# series convergence and radius of convergence

• Nov 14th 2008, 07:18 PM
drpawel
series convergence and radius of convergence
Can you help mr to solve that
let c0,c1,c2...in R prove that if lim when n goes to infinity of abs(c(subn)/c(sub n+1)) exists,it is equal to the radius of convergence of the power series c(subn)x^n
• Nov 15th 2008, 08:07 AM
Mathstud28
Quote:

Originally Posted by drpawel
Can you help mr to solve that
let c0,c1,c2...in R prove that if lim when n goes to infinity of abs(c(subn)/c(sub n+1)) exists,it is equal to the radius of convergence of the power series c(subn)x^n

Ok let $\displaystyle \left\{c_n\right\}$ be a sequence in $\displaystyle \mathbb{R}$. Ok let us split this up into three cases: $\displaystyle \lim_{n\to\infty}\frac{c_{n}}{c_{n+1}}=L\ne{0}$, $\displaystyle \lim_{n\to\infty}\frac{c_{n}}{c_{n+1}}=\infty$, and $\displaystyle \lim_{n\to\infty}\frac{c_{n}}{c_{n+1}}=0$.

Case 1

Suppose we have a series of the form $\displaystyle \sum{c_nx^n}$. Then to determine the radius of convergence I apply the Ratio test.
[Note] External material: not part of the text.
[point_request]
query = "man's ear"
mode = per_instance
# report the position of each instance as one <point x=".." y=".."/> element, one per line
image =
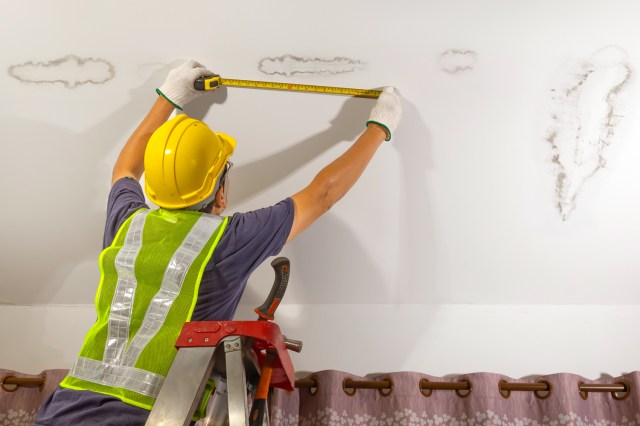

So $\displaystyle \lim_{n\to\infty}\left|\frac{c_{n+1}x^{n+1}}{c_{n} x^n}\right|=|x|\lim_{n\to\infty}\frac{c_{n+1}}{c_n }<1$. So now by our assumption above this is equivalent to $\displaystyle |x|\frac{1}{L}<1\implies|x|<L$, thus the radius of convergence of case 1 is $\displaystyle L$ and we are done.

Case 2
Now suppose we have the same series but we know have that $\displaystyle \lim_{n\to\infty}|x|\frac{c_{n}}{c_{n+1}}\implies| x|\cdot{0}<1$, which is an identity for $\displaystyle |x|<\infty$. Thus the radius of convergence is $\displaystyle \infty$.

Case 3
Now once again we reach that $\displaystyle |x|\lim_{n\to\infty}\frac{c_n}{c_{n+1}}=|x|\cdot{\ infty}<1$ which only occurs when $\displaystyle x=0$.

The last two I did more holistically than the first, if you need more rigor I leave that up to you.